Prehistoric Dog Lived, Died Among Humans
The remains of a husky-like dog found buried near humans at a 7,000-year-old site in Siberia.Vladimir Bazaliiskii/Robert Losey/Sandra Garvie-Lok/Mietje Germonpre/Jennifer Leonard/Andrew Allen/Anne Katzenberg/ Mikhail Sablin
- A male dog that lived 7,000 years ago in Siberia ate human food and was buried as though he were a human.
- The Husky-like dog's remains suggest he worked alongside humans throughout his lifetime.
- A wolf was also ritualistically buried nearby, perhaps serving as a protector to humans in the afterlife.
Burial remains of a dog that lived over 7,000 years ago in Siberia suggest the male Husky-like animal probably lived and died similar to how humans did at that time and place, eating the same food, sustaining work injuries, and getting a human-like burial.

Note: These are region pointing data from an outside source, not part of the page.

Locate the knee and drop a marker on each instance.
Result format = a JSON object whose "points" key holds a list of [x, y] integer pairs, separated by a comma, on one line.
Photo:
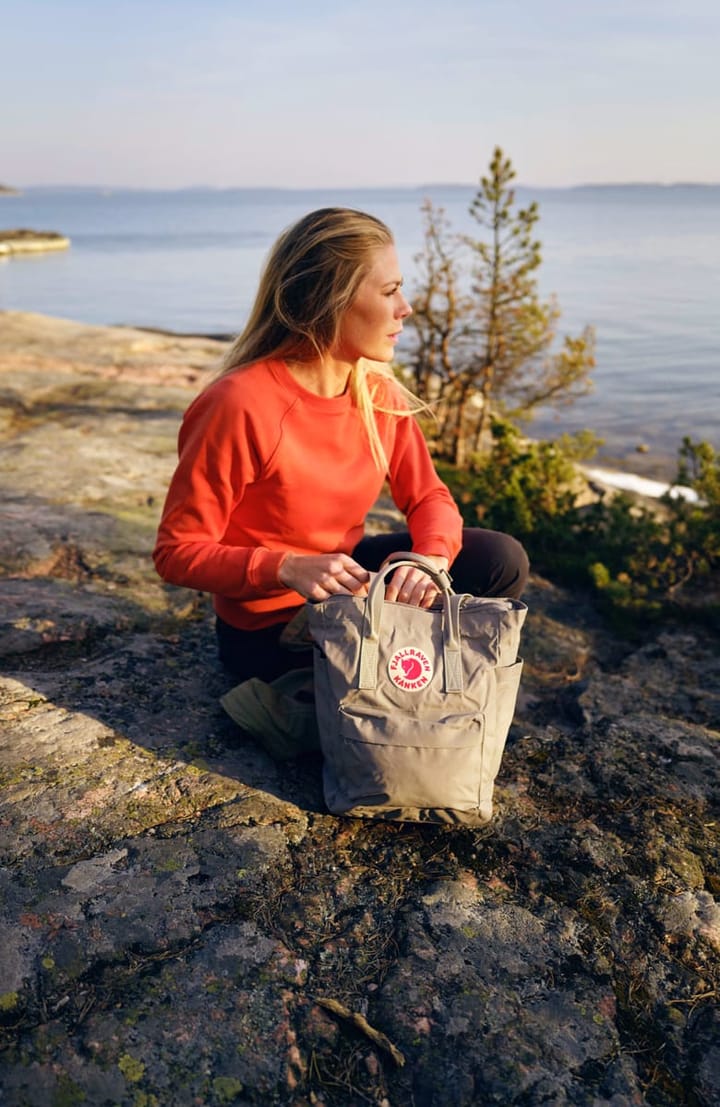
{"points": [[518, 565]]}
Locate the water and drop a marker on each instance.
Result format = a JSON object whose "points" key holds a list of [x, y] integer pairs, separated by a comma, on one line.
{"points": [[640, 264]]}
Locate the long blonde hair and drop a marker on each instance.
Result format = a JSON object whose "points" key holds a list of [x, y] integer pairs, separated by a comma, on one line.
{"points": [[310, 278]]}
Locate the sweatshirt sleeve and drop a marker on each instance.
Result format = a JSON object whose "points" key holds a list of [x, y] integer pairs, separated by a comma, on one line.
{"points": [[433, 519], [217, 459]]}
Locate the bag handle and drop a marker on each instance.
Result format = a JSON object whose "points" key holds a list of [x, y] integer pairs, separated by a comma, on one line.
{"points": [[374, 602]]}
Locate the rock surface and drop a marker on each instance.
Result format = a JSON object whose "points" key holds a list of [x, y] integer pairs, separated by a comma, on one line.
{"points": [[31, 241], [175, 908]]}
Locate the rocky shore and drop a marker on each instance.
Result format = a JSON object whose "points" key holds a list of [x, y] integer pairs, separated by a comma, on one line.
{"points": [[182, 923], [22, 240]]}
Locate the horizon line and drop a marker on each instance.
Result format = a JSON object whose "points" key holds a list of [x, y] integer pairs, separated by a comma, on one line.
{"points": [[18, 189]]}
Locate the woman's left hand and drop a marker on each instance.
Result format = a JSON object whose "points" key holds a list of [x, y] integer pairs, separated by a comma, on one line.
{"points": [[410, 585]]}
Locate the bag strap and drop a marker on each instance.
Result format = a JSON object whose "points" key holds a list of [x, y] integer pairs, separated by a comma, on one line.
{"points": [[374, 602]]}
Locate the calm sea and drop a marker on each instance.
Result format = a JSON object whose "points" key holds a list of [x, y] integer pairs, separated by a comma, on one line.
{"points": [[641, 264]]}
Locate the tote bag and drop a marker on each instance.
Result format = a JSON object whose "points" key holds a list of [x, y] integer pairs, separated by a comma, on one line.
{"points": [[414, 705]]}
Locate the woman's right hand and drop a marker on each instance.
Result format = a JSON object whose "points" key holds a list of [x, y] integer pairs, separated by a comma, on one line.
{"points": [[318, 576]]}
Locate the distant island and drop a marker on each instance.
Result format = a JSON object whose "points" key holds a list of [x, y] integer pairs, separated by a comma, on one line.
{"points": [[31, 241]]}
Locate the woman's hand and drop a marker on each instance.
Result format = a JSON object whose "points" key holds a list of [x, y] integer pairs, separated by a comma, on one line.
{"points": [[410, 585], [318, 576]]}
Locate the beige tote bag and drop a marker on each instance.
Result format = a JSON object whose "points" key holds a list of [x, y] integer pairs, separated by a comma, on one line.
{"points": [[414, 705]]}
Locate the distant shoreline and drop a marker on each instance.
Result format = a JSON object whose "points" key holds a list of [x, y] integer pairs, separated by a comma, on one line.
{"points": [[448, 185]]}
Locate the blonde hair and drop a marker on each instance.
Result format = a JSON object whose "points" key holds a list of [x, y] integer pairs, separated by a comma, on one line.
{"points": [[310, 278]]}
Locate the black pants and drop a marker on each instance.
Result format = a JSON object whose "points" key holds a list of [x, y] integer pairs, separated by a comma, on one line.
{"points": [[489, 564]]}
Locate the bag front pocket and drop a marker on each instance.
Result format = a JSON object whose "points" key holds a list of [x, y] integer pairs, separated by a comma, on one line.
{"points": [[378, 759]]}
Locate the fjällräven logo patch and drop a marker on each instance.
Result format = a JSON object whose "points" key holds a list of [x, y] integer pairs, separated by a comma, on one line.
{"points": [[410, 669]]}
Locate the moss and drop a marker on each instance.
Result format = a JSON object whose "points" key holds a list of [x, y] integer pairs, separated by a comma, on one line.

"Based on how northern indigenous people understand animals in historic times, I think the people burying this particular dog saw it as a thinking, social being, perhaps on par with humans in many ways," said Robert Losey, lead author of a study about the dog burial, which has been accepted for publication in the Journal of Anthropological Archaeology.
"I think the act of treating it as a human upon its death indicates that people knew it had a soul, and that the mortuary rites it received were meant to ensure that this soul was properly cared for," added Losey, an associate professor of anthropology at the University of Alberta.
For the study, Losey collaborated with excavation director Vladimir Bazaliiskii and researchers Sandra Garvie-Lok, Mietje Germonpre, Jennifer Leonard, Andrew Allen, Anne Katzenberg, and Mikhail Sablin. Bazaliiskii found the buried dog at the Shamanka cemetery near Lake Baikal, Siberia.
"Just like the humans in the cemetery, the dog was buried with other items, (such as) a long spoon made of antler," Losey said.
The dog was carefully laid to rest lying on his right side in a grave pit that, at other levels, also contained five partial human skeletons.
DNA and stable isotope analysis determined the animal was indeed a dog and that he ate exactly what humans at the site consumed: fish, freshwater seal meat, deer, small mammals, and some plant foods.
The canine's life, as well as that of the people, wasn't easy, though.
"The dog's skeleton, particularly its vertebrate spines, suggests that it was repeatedly used to transport loads," Losey explained. "This could have included carrying gear on its back that was used in daily activities like hunting, fishing, and gathering plant foods and firewood. The dog also could have been used to transport gear for the purposes of relocating settlements on a seasonal basis."
Additional fractures suggest the dog suffered numerous blows during its lifetime, possibly from the feet of red deer during hunting outings. The researchers cannot rule out that humans hit the dog, but its older age at burial, food provisions, and more suggest otherwise.
From the same general time period, the scientists also found a wolf burial at a site called Lokomotiv near the Irkut and Angara rivers in Siberia.
The wolf, which did not consume human-provided foods, appears to have died of old age. Its remains were found wrapped around a human skull. There is no evidence the wolf interacted with the person when alive.
"Perhaps the burial of the wolf with the human head placed between its feet was done to send the spirit or soul of the wolf with this particular human to the afterlife, perhaps as its protector," Losey said.
Susan Crockford, adjunct professor of anthropology at the University of Victoria and author of the book "A Practical Guide to In Situ Dog Remains for the Field Archaeologist" (2009), told Discovery News that she was "surprised to see the description of the wolf/human internment," she added. "That is definitely unusual."
Crockford isn't supporting any particular interpretation of the burials just yet, however, since she said, "There can be many reasons for the ritual treatment of dogs, including ones we might never imagine."